Read more about Dr. Maxson in Bridges, the OHSU School of Medicine alumni magazine.

Brian Duty, M.D. ’04, R ’06, R ’09, M.B.A. ’19

Esther Pohl Lovejoy Leadership Award

“Dr. Duty is a leader on the national level, in Oregon and in service to OHSU during the time of pandemic turmoil.” – John M. Barry, M.D.

When Brian Duty, associate professor of urology, was named to a leadership position within his department, he joined the OHSU/ PSU Healthcare M.B.A. program to increase his leadership skills. Through the program, he gained an increased awareness of how social determinants cause disparities in the U.S. health care system and became passionate about health policy and advocacy. To raise student awareness of health system disparities, Duty co-designed a curriculum that educates OHSU first-year medical students about the strengths and weaknesses of the U.S. health care system. He is a leader of the public policy efforts of the American Urological Association (AUA) and works to change public healthcare policy both nationally and locally.

Read more about Dr. Duty in Bridges, the OHSU School of Medicine alumni magazine.

Jenna Emerson, M.D. ’13

Early Career Achievement Award

“Her expertise contributes to OHSU’s standing as a national leader in ob/gyn training,” – Elizabeth Munro, M.D.

As an assistant professor of obstetrics and gynecology, Jenna Emerson is a lead mentor and innovator, surgeon and oncologist. She designed and implemented a Robotic Gynecologic Surgery Curriculum and used paintbrushes and watercolors instead of surgical instruments to teach nervous interns to manipulate delicate tools. Through ongoing service trips to Guatemala, she has provided acute specialized gynecologic care, and acted as team lead for the Rwanda Center of Excellence in Cervical Cancer Detection and Treatment, participating live and virtually in training programs for health care providers and trainees in Kigali, Rwanda. The virtual training sessions also benefit physicians and trainees in the United States.

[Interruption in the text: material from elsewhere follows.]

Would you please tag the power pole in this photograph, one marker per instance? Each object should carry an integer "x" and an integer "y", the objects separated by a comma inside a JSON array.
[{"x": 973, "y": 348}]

Read more about Dr. Emerson in Bridges, the OHSU School of Medicine alumni magazine.

Theodore Braun, M.D., Ph.D. ’12

Early Career Achievement Award

“A major purpose of my work is to understand why leukemia happens. Only through understanding the why will we be able to develop lasting cures.” – Theodore Braun, M.D., Ph.D.

As an OHSU graduate student, Ted Braun, now an assistant professor of medicine, Division of Hematology/Oncology, fundamentally changed the understanding of muscle wasting in response to human growth. He demonstrated that cytokines act in the hypothalamus to release cortisol, which signals the muscle to produce wasting. His work revealed this as the primary mechanism of muscle wasting in cancer, challenging a 20-year-old model. Working in Dr. Brian Druker’s lab at the Knight Cancer Institute, Braun developed a retroviral system that allowed in vitro prospective temporal control of mutation order. Braun demonstrated that acute myeloid leukemia (AML) only develops when CEBPA mutations precede mutations that are more generally associated with proliferation. This was the first instance of experimental manipulation of mutation order in an in vivo AML model. Braun’s current research focuses on the earliest genetic events in leukemia that occur in epigenetic regulatory genes.